INSEAD Data Analytics Group Project
The client is the second largest global diversified chemical company in the world, with over $50 billion in revenue. The client manufactures chemicals, fertilizers, metals, and plastics in more than 60 locations around the world. The clients' innovative plastics business is committed to collaborating with customers to leverage the extensive product portfolio of thermoplastic resins, coatings, specialty compounds, film, and sheet materials as well as the broad industry expertise.
In 2013 the company held a customer survey to understand the needs for companies to select a plastics material supplier. In total almost 1800 customers were interviewed.
The survey covered 20 different needs that were tested on their importance in driving choice.

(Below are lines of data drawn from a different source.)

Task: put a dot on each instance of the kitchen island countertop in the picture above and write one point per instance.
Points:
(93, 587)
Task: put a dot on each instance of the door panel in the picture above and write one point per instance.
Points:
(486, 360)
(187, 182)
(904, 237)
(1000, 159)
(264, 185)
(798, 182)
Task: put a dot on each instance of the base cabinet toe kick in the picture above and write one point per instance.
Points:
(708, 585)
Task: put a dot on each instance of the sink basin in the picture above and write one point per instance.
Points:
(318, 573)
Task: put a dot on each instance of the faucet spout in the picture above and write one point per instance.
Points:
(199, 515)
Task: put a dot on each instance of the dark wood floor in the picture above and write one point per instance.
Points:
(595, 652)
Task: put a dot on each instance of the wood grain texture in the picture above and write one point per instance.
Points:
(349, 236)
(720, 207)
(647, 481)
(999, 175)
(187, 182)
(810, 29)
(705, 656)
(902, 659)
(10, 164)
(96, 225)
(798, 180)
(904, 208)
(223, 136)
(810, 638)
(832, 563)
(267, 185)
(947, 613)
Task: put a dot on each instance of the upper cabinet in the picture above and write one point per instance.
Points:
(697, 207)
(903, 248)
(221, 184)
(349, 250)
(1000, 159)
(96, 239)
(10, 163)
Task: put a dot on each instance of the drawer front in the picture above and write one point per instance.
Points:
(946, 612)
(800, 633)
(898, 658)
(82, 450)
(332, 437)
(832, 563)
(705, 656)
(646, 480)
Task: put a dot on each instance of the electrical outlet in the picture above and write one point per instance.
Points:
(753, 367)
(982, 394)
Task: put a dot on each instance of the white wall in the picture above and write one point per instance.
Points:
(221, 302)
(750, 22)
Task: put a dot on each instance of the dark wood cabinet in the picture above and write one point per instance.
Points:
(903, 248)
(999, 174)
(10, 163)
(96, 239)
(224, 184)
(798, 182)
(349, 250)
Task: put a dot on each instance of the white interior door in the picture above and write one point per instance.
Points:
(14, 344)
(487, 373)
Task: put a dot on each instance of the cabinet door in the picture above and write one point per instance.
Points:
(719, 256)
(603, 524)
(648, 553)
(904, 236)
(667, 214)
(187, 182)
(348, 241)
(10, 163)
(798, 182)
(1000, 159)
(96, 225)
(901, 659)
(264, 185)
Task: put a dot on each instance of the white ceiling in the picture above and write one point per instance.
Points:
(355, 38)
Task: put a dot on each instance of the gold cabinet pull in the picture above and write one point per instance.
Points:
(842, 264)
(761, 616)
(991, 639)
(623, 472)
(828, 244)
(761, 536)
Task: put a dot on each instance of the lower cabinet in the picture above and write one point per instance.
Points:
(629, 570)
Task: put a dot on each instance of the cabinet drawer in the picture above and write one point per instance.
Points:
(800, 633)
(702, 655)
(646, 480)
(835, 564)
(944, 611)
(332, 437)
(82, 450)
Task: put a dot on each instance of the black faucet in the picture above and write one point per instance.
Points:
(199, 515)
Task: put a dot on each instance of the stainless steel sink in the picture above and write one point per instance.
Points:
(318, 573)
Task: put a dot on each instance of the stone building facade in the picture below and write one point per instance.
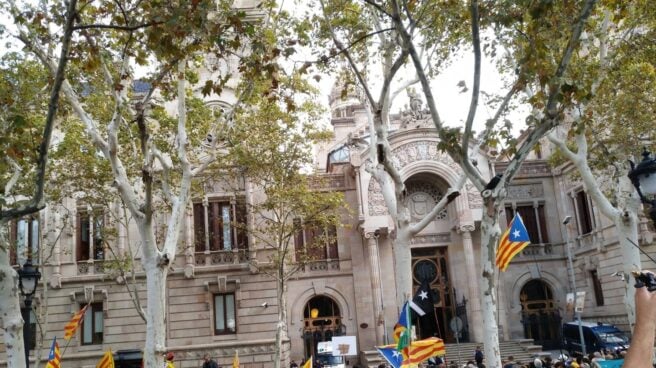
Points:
(219, 304)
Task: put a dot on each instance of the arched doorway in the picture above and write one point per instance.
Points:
(540, 315)
(321, 321)
(431, 265)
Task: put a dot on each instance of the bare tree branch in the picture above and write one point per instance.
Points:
(14, 177)
(115, 26)
(551, 114)
(473, 105)
(37, 201)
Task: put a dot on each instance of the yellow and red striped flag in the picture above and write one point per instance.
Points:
(418, 351)
(421, 350)
(107, 360)
(71, 327)
(513, 240)
(54, 358)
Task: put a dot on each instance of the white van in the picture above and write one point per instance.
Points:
(326, 358)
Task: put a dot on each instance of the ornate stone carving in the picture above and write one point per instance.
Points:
(525, 191)
(402, 156)
(422, 197)
(473, 196)
(376, 203)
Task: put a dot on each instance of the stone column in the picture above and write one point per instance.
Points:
(476, 322)
(374, 267)
(52, 223)
(189, 244)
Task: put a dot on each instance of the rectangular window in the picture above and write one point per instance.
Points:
(584, 213)
(24, 238)
(225, 226)
(534, 221)
(225, 321)
(317, 243)
(92, 325)
(31, 324)
(90, 231)
(599, 291)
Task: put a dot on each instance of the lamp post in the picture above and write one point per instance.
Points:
(643, 177)
(28, 279)
(570, 268)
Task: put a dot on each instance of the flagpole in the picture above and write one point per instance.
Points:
(65, 347)
(68, 341)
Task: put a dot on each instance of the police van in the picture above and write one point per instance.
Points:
(597, 336)
(326, 358)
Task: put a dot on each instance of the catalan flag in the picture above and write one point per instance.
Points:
(107, 360)
(421, 350)
(235, 360)
(54, 358)
(402, 331)
(418, 351)
(71, 327)
(513, 240)
(393, 356)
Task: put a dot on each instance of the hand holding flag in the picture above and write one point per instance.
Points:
(107, 361)
(54, 358)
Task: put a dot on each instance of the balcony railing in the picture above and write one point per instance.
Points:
(321, 265)
(548, 250)
(221, 257)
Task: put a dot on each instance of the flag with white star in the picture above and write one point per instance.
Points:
(512, 242)
(393, 356)
(422, 302)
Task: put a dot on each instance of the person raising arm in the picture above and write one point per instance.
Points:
(641, 351)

Respondents of the survey ranked these needs with a Max-Diff method. The result is a quantitative ranking of needs for selecting a plastics material supplier. Within a respondent we calculated the relative importance for each of the 20 needs. The relative importance within a respondent will add up to 100%. That means for example that a Max-Diff score of 15.4 for the need 'material quality' drives 15.4% of the choice for that specific respondent.

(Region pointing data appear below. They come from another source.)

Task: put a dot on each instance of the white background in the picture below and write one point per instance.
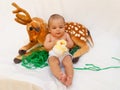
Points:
(101, 17)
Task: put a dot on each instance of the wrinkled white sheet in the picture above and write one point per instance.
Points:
(100, 17)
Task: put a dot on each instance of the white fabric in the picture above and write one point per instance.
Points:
(101, 17)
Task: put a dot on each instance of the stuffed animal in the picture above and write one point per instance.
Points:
(37, 30)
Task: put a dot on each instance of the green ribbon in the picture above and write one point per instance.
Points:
(93, 67)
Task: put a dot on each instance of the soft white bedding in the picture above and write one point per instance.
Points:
(102, 19)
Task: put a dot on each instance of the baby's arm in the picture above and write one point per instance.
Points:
(48, 43)
(70, 43)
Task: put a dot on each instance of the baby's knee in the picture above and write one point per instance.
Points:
(67, 60)
(53, 60)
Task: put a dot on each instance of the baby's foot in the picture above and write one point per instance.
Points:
(63, 78)
(68, 81)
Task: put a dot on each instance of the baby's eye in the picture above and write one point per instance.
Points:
(54, 28)
(60, 27)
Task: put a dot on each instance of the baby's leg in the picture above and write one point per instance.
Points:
(56, 70)
(68, 65)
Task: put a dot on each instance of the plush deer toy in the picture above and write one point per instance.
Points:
(37, 30)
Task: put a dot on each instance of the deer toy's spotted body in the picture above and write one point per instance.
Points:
(77, 30)
(37, 30)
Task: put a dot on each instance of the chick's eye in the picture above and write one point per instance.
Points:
(61, 27)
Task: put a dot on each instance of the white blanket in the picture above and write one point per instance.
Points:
(101, 17)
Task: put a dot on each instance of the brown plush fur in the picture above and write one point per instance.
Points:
(37, 30)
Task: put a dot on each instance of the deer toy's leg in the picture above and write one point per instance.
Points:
(25, 48)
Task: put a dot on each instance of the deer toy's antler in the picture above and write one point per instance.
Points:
(22, 16)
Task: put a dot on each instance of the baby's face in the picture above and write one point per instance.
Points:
(57, 27)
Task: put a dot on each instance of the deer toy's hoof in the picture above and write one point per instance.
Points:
(17, 61)
(75, 60)
(22, 52)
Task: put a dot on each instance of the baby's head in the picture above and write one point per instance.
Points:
(56, 25)
(55, 17)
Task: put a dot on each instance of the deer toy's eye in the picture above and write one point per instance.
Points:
(31, 28)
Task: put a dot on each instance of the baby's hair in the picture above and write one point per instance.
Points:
(55, 16)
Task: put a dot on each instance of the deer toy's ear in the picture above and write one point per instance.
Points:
(22, 16)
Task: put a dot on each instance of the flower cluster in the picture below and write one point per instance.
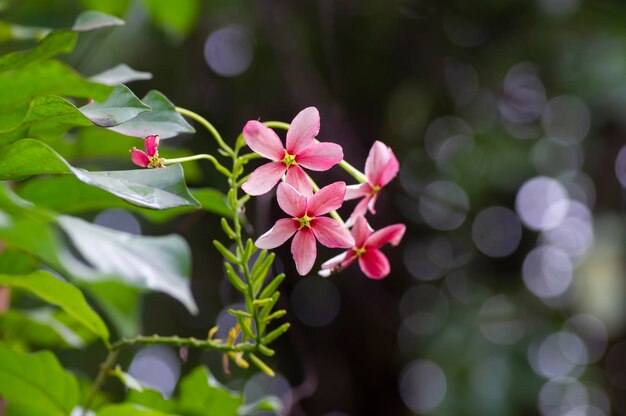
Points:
(307, 222)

For the top 5 needs of their ranking, the respondent was asked more detailed questions to understand their specific needs.

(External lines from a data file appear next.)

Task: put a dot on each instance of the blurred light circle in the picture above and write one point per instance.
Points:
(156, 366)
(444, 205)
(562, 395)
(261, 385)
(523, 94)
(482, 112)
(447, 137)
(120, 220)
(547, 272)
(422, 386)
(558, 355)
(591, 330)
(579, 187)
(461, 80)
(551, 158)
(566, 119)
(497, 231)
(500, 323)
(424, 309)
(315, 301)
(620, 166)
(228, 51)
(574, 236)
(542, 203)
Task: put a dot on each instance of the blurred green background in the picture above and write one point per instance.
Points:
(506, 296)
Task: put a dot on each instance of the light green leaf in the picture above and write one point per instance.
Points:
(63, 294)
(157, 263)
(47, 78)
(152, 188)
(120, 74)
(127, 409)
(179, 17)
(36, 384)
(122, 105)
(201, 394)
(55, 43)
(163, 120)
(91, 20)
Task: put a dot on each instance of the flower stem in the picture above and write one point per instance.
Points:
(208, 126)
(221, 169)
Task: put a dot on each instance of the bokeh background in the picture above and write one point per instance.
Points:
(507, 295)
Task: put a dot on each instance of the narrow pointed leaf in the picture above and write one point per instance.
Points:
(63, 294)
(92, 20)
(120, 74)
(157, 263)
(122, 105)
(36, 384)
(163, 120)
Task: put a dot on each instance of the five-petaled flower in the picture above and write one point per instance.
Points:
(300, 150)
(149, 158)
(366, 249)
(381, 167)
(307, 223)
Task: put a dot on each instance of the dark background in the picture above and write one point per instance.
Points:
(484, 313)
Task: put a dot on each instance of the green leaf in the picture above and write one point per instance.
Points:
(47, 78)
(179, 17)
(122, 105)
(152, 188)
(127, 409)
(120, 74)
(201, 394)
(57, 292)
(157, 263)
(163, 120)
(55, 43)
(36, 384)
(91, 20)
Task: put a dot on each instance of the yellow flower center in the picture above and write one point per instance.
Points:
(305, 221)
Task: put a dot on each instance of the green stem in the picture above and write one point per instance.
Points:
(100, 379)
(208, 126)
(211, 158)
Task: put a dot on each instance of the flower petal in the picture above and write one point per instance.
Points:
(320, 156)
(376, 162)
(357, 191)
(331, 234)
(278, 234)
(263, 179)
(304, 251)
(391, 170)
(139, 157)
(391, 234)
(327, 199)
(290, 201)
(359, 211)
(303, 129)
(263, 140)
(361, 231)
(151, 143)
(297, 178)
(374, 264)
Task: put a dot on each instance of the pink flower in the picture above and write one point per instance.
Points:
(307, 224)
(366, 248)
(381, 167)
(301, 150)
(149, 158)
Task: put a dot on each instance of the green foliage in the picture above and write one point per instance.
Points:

The survey results are provided anonymously in the attached excel file. Customer names and specific customer needs are not mentioned. The data set does include the following variables:
Data set Respondent number (there could be more than one respondent in one company) Company number Pole (Europe, America, APAC) Type of function of the respondent Place in value chain Max_Diff relative importance of the 20 needs mentioned above (Need_1 to Need_20) Behavioral information (20)
The behavioral variables are either binary or measured on a 5-point scale: a) The 5 point-scale is defined as:
Very unlikely = 1 Unlikely = 2 Do not know = 3 Likely = 4 Very likely = 5
b) The binary scale is defined as:
Yes = 1 No = 0
Identify key input variables for the segmentation using through factor analysis. Teams should consider running several factor analyses (e.g. one for needs and one for behaviors).
Identify segments based on survey outcome. Analyze the provided data set and identify number of segments (2-5) which represent clusters with specific and differentiated needs.
Develop a model for placing specific customer in one of the segments. The model should be based on the data provided. What is the accuracy of this model?
Analyze what additional data would be needed? What kind of information should be gathered in a possible new customer survey?